The BEA uses the average dollar value in 2005 for inflation adjustment. But the 2005 peg is arbitrary and unintuitive. For a more natural comparison, let's compare the nominal and real growth in per capita disposable income since 2000. Do you recall what you were doing on New Year's Eve at the turn of the millennium? Nominal disposable income is up 51.0% since then. But the real purchasing power of those dollars is up only 14.9%.
Year-over-year disposable per-capita income is up 1.32%. But if we adjust for inflation, its only up 0.34%.
Here is a closer look at the real series since 2007.
Year-Over-Year DPI Per Capita
Year-Over-Year DPI Per Capita
Let's take one more look at real DPI per capita, this time focusing on the year-over-year percent change since the beginning of this monthly series in 1959. I've highlighted the value for the months when recessions start to help us evaluate the recession risk for the current level.
Of the eight recessions since 1959, all started with a YoY number higher than the current 0.34%. However, the latest YoY is probably still skewed by the 2012 year-end tax strategy mentioned above. See the similar pattern in early 1993.
Suffice to say that we need this indicator to continue to show some solid improvement in the months ahead, after the oscillation from the year-end tax strategies. An economy without real disposable income growth is heading for trouble.
The Consumption versus Savings Conflict
The U.S. is a consumer-driven economy, as is evident from the 70-plus percent share of GDP held by Personal Consumption Expenditures.
But the money to support consumption has to come from somewhere, and a growth in real disposable income would be the best source. An alternative is to spend more by reducing savings.
As the chart above illustrates, the U.S. savings rate had generally declined since the early 1980s, a trend no doubt supported by the psychology of the secular bull market from 1982 to 2000. After stabilizing for a couple of years following the Tech Crash, a new surge in asset-growth confidence from residential real estate was probably a factor in that trough in 2005. But in 2008 the Financial Crisis reversed the trend ... for a while. The red dots are the actual monthly data points with a callout for the most recent month. They illustrate that the saving rate has been slipping back to the 2002-2004 range. The blue line is a 12-month moving average, which helps us understand the underlying trend of this rather volatile indicator.

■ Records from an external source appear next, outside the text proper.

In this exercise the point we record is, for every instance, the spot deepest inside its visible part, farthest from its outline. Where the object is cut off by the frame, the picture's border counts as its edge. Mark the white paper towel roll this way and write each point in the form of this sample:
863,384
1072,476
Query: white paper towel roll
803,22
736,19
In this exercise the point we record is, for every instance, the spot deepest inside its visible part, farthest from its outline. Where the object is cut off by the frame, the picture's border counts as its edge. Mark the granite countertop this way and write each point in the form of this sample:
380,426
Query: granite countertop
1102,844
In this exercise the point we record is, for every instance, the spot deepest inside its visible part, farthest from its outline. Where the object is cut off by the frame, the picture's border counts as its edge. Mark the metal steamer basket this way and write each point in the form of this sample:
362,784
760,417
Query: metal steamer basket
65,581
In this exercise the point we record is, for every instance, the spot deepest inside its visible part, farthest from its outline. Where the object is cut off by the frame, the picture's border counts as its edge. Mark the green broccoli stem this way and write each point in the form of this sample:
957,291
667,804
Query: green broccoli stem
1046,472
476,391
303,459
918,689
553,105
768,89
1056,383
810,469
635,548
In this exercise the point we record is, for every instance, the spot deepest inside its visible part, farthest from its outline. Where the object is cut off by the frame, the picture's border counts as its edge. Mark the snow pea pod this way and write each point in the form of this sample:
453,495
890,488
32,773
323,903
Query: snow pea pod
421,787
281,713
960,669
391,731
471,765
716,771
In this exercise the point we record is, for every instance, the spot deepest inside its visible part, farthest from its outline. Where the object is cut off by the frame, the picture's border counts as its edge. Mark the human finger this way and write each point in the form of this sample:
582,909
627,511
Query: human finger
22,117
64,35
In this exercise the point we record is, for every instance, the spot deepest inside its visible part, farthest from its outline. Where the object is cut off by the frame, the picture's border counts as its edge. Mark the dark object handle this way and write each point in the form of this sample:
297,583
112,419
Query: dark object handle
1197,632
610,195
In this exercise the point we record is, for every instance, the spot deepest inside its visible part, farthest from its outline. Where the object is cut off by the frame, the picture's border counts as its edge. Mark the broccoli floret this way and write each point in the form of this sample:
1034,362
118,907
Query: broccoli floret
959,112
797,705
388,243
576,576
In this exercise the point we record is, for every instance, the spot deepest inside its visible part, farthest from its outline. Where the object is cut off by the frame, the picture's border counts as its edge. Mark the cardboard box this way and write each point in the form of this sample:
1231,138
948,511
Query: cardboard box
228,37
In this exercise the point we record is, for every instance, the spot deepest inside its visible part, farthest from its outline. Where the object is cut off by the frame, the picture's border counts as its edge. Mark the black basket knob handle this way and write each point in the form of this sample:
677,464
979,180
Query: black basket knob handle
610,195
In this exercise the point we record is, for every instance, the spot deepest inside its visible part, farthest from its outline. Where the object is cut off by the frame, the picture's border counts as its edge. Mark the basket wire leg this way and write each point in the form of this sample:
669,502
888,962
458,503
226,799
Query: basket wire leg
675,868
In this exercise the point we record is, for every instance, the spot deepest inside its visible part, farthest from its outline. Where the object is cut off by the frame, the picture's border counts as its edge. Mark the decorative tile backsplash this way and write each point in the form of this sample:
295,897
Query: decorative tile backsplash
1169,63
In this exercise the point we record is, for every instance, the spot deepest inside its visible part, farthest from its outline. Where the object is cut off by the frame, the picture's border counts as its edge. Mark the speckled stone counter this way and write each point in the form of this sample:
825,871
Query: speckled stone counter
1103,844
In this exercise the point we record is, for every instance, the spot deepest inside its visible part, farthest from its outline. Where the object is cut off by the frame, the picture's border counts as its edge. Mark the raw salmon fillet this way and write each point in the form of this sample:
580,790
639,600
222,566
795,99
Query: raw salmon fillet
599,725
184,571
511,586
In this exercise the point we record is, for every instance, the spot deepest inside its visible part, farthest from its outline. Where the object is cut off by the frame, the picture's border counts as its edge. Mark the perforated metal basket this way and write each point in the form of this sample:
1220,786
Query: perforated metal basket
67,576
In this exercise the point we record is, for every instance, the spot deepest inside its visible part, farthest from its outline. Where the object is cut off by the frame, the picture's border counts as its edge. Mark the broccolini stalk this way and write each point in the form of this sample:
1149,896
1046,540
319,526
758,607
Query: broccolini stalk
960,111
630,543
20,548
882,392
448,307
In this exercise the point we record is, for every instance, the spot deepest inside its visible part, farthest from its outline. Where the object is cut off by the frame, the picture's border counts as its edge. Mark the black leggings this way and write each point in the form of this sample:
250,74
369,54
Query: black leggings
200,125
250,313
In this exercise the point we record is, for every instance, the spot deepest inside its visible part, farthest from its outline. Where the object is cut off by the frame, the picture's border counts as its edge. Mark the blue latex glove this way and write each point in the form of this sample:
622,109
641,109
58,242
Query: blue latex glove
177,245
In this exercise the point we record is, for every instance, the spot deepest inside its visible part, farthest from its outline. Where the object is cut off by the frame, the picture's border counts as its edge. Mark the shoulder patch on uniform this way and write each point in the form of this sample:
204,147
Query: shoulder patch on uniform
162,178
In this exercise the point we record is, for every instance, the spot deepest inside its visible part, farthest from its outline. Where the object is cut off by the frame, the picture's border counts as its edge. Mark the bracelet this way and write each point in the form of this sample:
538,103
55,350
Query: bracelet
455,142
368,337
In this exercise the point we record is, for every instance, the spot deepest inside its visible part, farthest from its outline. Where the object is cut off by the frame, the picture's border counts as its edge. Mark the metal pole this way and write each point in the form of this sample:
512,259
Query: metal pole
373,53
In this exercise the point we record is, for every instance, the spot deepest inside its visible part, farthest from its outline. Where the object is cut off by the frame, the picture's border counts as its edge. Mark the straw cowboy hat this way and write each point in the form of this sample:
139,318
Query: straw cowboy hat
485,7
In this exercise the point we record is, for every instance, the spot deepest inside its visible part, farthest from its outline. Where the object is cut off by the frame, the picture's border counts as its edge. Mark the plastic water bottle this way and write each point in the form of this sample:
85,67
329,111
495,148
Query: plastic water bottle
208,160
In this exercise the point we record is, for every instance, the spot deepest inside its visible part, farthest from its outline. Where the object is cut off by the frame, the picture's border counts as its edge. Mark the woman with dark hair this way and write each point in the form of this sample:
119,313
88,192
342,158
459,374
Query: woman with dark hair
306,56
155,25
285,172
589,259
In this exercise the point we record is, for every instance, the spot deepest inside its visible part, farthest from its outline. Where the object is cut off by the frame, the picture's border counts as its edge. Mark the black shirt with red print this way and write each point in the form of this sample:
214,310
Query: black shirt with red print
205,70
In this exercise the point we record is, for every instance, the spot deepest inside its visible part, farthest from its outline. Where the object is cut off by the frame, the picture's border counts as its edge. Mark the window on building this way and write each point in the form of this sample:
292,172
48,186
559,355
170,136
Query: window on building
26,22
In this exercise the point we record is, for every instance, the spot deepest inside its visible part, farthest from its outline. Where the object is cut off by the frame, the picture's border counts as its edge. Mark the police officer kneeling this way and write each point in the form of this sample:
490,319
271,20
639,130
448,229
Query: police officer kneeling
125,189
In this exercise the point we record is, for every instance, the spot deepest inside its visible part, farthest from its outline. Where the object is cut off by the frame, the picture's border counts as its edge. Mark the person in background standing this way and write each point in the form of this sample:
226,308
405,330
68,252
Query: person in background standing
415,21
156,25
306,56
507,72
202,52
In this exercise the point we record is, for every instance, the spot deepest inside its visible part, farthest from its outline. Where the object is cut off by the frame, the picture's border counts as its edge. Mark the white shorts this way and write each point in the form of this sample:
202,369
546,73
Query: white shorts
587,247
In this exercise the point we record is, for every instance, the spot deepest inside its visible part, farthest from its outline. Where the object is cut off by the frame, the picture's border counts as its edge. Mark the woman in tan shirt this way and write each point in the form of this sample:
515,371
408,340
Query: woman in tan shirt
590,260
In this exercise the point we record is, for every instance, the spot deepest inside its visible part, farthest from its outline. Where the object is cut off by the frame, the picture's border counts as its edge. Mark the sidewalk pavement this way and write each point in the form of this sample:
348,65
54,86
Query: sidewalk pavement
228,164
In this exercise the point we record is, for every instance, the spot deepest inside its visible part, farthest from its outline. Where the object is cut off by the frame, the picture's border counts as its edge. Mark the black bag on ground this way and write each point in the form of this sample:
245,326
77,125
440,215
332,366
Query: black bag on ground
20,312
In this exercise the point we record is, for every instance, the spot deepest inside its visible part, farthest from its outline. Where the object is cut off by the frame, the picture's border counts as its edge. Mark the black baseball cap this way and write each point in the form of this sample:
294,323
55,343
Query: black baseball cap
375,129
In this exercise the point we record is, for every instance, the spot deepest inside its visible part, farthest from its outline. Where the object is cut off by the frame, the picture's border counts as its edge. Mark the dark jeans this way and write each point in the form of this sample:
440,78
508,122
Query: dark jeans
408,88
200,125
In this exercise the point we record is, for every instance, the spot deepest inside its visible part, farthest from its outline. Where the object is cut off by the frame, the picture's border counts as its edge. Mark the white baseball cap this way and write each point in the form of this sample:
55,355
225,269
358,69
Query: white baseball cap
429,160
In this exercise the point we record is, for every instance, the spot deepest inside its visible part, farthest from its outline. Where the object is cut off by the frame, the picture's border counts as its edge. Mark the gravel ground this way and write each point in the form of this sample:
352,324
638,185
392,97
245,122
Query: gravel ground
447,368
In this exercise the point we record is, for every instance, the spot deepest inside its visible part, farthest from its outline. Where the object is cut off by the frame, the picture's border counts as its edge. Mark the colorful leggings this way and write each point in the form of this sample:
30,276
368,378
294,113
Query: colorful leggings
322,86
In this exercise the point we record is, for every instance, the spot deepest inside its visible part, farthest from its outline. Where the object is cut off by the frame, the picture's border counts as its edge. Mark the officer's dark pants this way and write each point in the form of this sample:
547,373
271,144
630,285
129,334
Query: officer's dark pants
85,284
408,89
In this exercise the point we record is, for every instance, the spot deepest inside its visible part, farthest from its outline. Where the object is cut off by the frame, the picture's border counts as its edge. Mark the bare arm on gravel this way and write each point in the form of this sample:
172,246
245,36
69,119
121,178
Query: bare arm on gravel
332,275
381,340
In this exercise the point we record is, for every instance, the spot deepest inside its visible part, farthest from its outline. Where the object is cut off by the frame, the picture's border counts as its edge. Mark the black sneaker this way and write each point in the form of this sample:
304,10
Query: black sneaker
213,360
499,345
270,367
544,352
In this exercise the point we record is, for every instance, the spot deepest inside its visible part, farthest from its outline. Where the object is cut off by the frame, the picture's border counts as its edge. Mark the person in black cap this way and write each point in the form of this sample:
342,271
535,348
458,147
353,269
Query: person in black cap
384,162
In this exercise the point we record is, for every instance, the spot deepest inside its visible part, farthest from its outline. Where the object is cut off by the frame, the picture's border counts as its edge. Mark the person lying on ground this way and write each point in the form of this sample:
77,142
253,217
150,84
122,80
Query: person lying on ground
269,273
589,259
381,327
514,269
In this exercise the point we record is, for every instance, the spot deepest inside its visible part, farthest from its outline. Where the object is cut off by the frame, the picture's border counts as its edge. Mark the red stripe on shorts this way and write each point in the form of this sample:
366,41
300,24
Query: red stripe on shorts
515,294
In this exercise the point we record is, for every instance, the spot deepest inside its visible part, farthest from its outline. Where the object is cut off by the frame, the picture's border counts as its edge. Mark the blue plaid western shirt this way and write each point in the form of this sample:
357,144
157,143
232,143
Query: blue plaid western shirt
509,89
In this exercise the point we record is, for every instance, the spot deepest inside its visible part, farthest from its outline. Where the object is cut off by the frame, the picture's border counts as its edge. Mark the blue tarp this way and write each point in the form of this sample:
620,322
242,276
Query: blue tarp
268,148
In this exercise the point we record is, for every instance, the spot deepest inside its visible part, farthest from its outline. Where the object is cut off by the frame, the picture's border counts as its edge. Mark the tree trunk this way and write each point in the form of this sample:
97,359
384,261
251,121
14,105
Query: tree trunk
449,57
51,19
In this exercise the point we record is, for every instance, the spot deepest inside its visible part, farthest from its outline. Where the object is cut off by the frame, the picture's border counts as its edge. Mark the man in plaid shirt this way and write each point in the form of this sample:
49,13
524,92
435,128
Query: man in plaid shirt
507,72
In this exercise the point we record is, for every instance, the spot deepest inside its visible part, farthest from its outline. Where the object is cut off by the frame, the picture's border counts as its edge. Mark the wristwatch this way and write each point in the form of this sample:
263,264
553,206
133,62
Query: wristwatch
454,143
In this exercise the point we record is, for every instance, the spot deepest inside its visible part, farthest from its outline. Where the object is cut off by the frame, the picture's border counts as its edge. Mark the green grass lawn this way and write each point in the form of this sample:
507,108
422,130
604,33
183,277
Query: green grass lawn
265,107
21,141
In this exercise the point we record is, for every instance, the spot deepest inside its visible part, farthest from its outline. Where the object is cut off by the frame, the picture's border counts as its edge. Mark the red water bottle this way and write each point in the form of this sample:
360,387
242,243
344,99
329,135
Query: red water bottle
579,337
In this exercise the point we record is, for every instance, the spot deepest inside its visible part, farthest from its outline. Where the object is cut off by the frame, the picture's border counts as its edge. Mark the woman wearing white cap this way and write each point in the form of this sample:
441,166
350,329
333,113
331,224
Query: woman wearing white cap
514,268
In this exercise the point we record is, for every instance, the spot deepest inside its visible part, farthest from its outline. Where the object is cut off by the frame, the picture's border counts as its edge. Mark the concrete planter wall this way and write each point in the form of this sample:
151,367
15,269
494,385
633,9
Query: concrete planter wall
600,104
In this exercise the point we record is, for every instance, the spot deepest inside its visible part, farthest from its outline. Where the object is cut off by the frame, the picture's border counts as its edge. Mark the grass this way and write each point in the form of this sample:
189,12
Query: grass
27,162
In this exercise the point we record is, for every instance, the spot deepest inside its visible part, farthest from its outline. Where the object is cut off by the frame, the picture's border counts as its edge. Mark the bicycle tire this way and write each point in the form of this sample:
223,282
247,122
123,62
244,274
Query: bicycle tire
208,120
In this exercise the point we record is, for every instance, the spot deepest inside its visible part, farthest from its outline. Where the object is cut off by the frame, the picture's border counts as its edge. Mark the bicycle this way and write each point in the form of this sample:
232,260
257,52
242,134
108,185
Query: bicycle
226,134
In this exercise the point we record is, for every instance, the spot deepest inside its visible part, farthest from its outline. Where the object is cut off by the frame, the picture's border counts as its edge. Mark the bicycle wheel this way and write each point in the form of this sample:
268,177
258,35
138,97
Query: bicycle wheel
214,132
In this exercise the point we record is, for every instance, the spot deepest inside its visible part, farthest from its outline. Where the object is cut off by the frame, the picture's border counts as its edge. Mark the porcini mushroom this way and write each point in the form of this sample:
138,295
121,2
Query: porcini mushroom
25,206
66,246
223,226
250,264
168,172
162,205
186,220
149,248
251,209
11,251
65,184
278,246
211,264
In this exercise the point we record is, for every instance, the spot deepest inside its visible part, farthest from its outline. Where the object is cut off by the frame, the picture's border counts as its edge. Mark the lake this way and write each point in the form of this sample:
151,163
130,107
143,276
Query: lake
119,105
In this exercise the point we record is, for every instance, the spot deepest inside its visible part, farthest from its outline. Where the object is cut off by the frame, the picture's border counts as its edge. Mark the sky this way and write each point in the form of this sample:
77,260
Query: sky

Can this low savings rate be maintained? Perhaps. However the odds of reductions in retirement entitlements in the years ahead may eventually discourage the trend toward saving less.
Note: My BEA data source is the National Income and Product Accounts (NIPA) Tables. Table 2.6 (Personal Income and Its Disposition, Monthly) is available here. An hour or so after the BEA announcement, the St. Louis Federal Reserve posts the data in FRED (Federal Reserve Economic Data) with separate tables for the nominal and real per capita data:
A Footnote on Annual Revisions
The DPI series is subject to monthly revisions and more substantial annual revisions each July. So we must take the latest data with a grain of salt. See, for example, the impact of the July 2012 annual revisions on our understanding of trends for this indicator.
As we readily see, the July revisions lowered the data for the majority of the months since January 2009, changing what previously appeared as a relatively flat line since mid-2010 into a couple of more conspicuous undulations, especially from early 2011 to the present.